Même si le modèle économique des distributeurs de prospectus est chamboulé par cette mesure, ce résultat pousse à réfléchir pour trouver un nouveau modèle de distribution, car l'étude le prouve, c'est +150% d'intention d'achat pour les foyers qui continueront à recevoir des prospectus. Donc, même si le coût de la distribution augmente, il y a une vraie opportunité pour retrouver de la rentabilité avec ce média. On passe d'un support de masse à un support ciblé. A 25%, 30%, 40% de Oui Pub, le prospectus a encore un rôle à jouer pour créer du trafic en magasins.Il installe aussi un contrat de lecture avec le consommateur qui a choisi de recevoir le prospectus et on maintien les qualités de ce dernier : le plaisir de consultation et d'inspiration que crée le catalogue ; il ne faut pas se priver de ces vertus-là !
Et puis parmi les foyers concernés,tous ne sont pas sensibles aux nouveaux médias utilisés pour remplacer les prospectus. Il reste une cible qui va avoir du mal à trouver le magasin, avoir moins envie de se rendre en magasin pour acheter le produit qui l'intéresse si elle ne reçoit plus les prospectus.
A.G. : Éric, j'imagine que cette évolution du marché vous a fait réfléchir au sein de Mediaposte, est-ce que vous avez prévu de faire évoluer votre offre en conséquence et est-ce que cette mesure a priori contraignante pourrait se transformer en opportunité pour l’avenir ?
E.T. : Je voulais juste revenir sur 3 chiffres d’une étude Balmétrie qui date aussi du mois de mars. Cela fait 11 ans que nous mesurons le lectorat de l'imprimé sans adresse et du courrier en général et nous avons cette année encore interrogé 2500 personnes représentatives des Français. 68% des Français déclarent avoir lu au moins un prospectus au cours des 8 derniers jours. On voit donc qu'il a encore un bassin d'audience extrêmement fort et on monte à 87% pour ceux qui déclarent en lire « au moins de temps en temps », ce qui est plus que le stop Pub. Ce qui veut dire qu’il y a des personnes qui sporadiquement vont trouver un intérêt à la lecture. Ce qu’ils viennent chercher prioritairement dans le prospectus, c'est la promotion et c'est d’ailleurs le premier canal - à 33% - qui est cité, donc c'est le premier canal devant tous les autres comme source d'information sur la promotion. En période d’inflation, c'est quand même important.

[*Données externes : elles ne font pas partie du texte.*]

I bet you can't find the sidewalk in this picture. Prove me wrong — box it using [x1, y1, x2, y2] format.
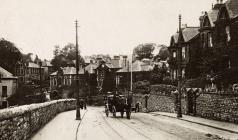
[150, 112, 238, 134]
[31, 109, 86, 140]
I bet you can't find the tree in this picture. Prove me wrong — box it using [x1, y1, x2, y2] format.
[51, 43, 84, 69]
[158, 45, 169, 61]
[133, 43, 156, 60]
[0, 39, 22, 73]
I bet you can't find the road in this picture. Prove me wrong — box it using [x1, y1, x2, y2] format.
[76, 107, 223, 140]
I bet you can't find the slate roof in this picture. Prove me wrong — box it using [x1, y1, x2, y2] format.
[42, 61, 53, 67]
[79, 64, 98, 74]
[0, 67, 17, 78]
[28, 62, 40, 68]
[172, 27, 199, 43]
[207, 9, 219, 27]
[225, 0, 238, 18]
[117, 60, 153, 73]
[182, 27, 199, 42]
[50, 67, 76, 76]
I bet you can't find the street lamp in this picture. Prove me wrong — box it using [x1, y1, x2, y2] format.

Ça montre quand même tout le paradoxe dans lequel nous sommes aujourd'hui car il y a un réel intérêt pour le prospectus. Après, est-ce qu’il doit perdurer sous cette forme-là ? L'expérimentation nous incite à un peu d'imagination et à repenser finalement le marketing autour du prospectus. Le chemin que prend aujourd'hui Mediaposte sur les zones Oui Pub, c’est d’aller vers un prospectus choisi. C’est donc aller au-delà du Oui Pub car le Oui Pub c’est « j'aimerais bien en recevoir » et là je vais choisir les thématiques que je souhaite recevoir dans ma boîte aux lettres.
Je profite de ce plateau pour faire une annonce officielle. Nous avons lancé il y a quelques jours un site, jeveuxchoisir.fr. Les consommateurs vont pouvoir sélectionner les thématiques sectorielles, le bricolage, l'alimentation, les jouets, …pour recevoir uniquement les catalogues ou les flyers des secteurs sur lesquels ils ont montré une marque d'intérêt. Logistiquement, il va falloir s'adapter, c'est une transformation importante. Les ménages auront aussi la possibilité de se désinscrire de tel ou tel secteur. Je suis dans un processus d'achat d'une automobile, je veux bien recevoir des offres et une fois que j'ai acheté la voiture, je peux me désinscrire. Et donc ça va nous permettre d'adapter, comme du « on demand », ce qu’on souhaite recevoir ou pas en matière de prospectus.